Remember, it takes time to create new habits. It also takes time to process what these changes really mean in terms of lifestyle and there may well be times when a person reverts to old behaviors. Focus on successes and what they have learned; encourage and support letting them know this is an anticipated part of any sustained change process. In any phase of the change process it is important to remember that the person who will be making the goals should be the one establishing where they would like to begin. Our role as health care team members is to help that person set specific, measurable, actionable, realistic and time-oriented goals (SMART goals).

Step 4: Set a date for follow-up. This is especially important when managing chronic conditions. Establish with the patient how frequently and in what way they would like for follow-up to occur. Follow-up by the health care team emphasizes the importance of the change, provides the patient with a message that they and their success in this change process are important to the health care team, builds confidence and reinforces accountability.  Celebrate successes, explore barriers and challenges and use the opportunity to establish additional goals or to modify current goals. This is not an activity that has to be performed solely by the provider. Patients should be made aware that other team members are going to be involved and that when they will be following up on behalf of their provider.

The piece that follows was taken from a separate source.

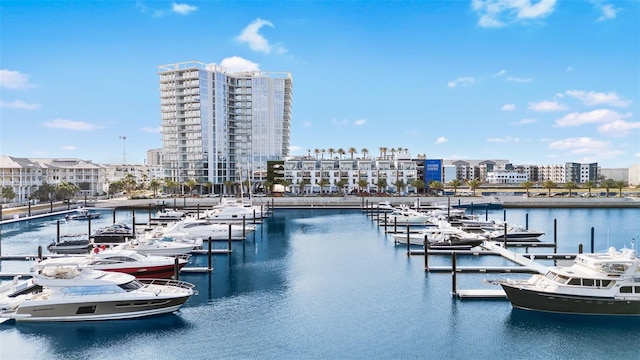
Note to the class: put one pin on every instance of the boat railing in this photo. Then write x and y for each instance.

It is critical to understand that behavior change occurs over time. For clinical outcomes to change, people (our patients) must take an active role in managing their health. Meeting people where they are, avoiding judgment and working closely with them through their stages of change will afford them the confidence and skills to be successful in managing their health.

 

Elaine Skoch, PCMH-CCE is a CAFP consultant, board-certified Nurse Executive at the advanced level and recognized as a PCMH Clinical Content Expert by NCQA.

 

 

[1] VonKorff, M et al.; “Collaborative Management of Chronic Illness” Annals of Internal Medicine 127 (12); 1097-1102.

[2] Gruman, Jessie, et al. ; Supporting Patient Engagement in the Patient-Centered Medical Home; Center for the Advancement of Health, Washington, DC; 2008.